Con los pocos artículos ya aprobados, y las declaraciones que se han hecho, no hace falta esperar hasta el final para tener una idea medianamente clara de qué tipo de Constitución producirá la Asamblea. No hay duda, para comenzar, que se tratará de una Constitución hecha para la presente coyuntura y, en particular, hecha a la medida del actual Presidente.

Bastaría preguntarse ¿por qué debemos tener una nueva elección presidencial el próximo enero de aprobarse la nueva Constitución? ¿Por qué no tener únicamente elecciones para elegir un nuevo Congreso (la fórmula de la Constituyente colombiana), y dejar que Correa termine el período para el que fue elegido y que luego su partido se presente con nuevos candidatos a la siguiente elección presidencial? ¿O es que su movimiento comienza y termina en él, como sucedía con la vieja partidocracia? ¿Por qué adoptar el procedimiento que impusieron Chávez y Fujimori, dos notables dictadorzuelos, quienes estando en el poder se presentaron a nuevas elecciones presidenciales con el pretexto de que entonces regía una nueva Constitución?

Bueno, la respuesta es simple: porque eso es lo que quiere el Presidente. Su voluntad, que es la voluntad de su movimiento, y, por lo tanto, de la Asamblea, es esa. Entre dos opciones ha escogido aquella que privilegia el caudillismo, no  la democracia.

Cien años con la Constitución de Montecristi sería condenar a tres generaciones a vivir en un país en que el único partido que podría gobernar –sin entrar en un conflicto con la Ley Suprema– tendría que ser uno que comulgue con la ideología del actual gobierno. Un partido político de corte liberal, por ejemplo, que llegue al poder por el voto popular no podría implementar sus propuestas.

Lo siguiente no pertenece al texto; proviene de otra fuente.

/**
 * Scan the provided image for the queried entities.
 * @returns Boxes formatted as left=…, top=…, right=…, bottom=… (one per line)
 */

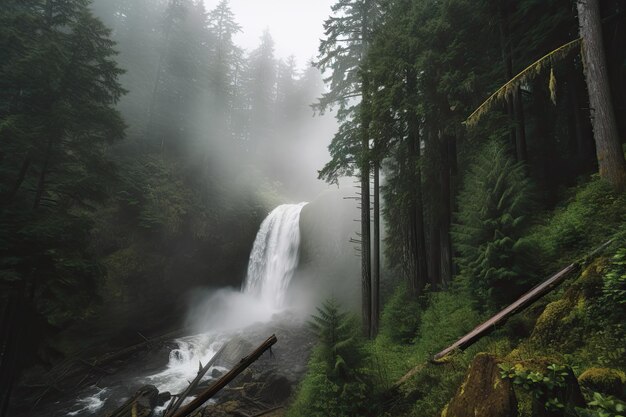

Serían cien años de tener un país cerrado a los procesos internacionales que exigen cada vez una mayor inserción en el complejo ajedrez mundial. Serían cien años de no tener una Corte Suprema, como toda nación medianamente civilizada, porque se les ha ocurrido algo increíble que debilitará más aún al sistema judicial: no solamente dejará de llamarse como tal (“Corte Suprema”) sino que su jurisprudencia carecerá de valor, pues, no tendrá la última palabra ya que habrá otra corte encima de ella. Un siglo sin seguridad jurídica, cien años sospechando de la propiedad privada y contratando sin licitación.

Serían diez décadas con un régimen hiperpresidencial, en que el Ejecutivo podrá disolver el Congreso pero su gabinete no nacerá de este último, de centralismo y autoritarismo.

Parafraseando a un ex candidato presidencial, esto de los cien años parece ciertamente “sueño de perros”. Y es una lástima, pues, claro que necesitamos una Constitución para cien años.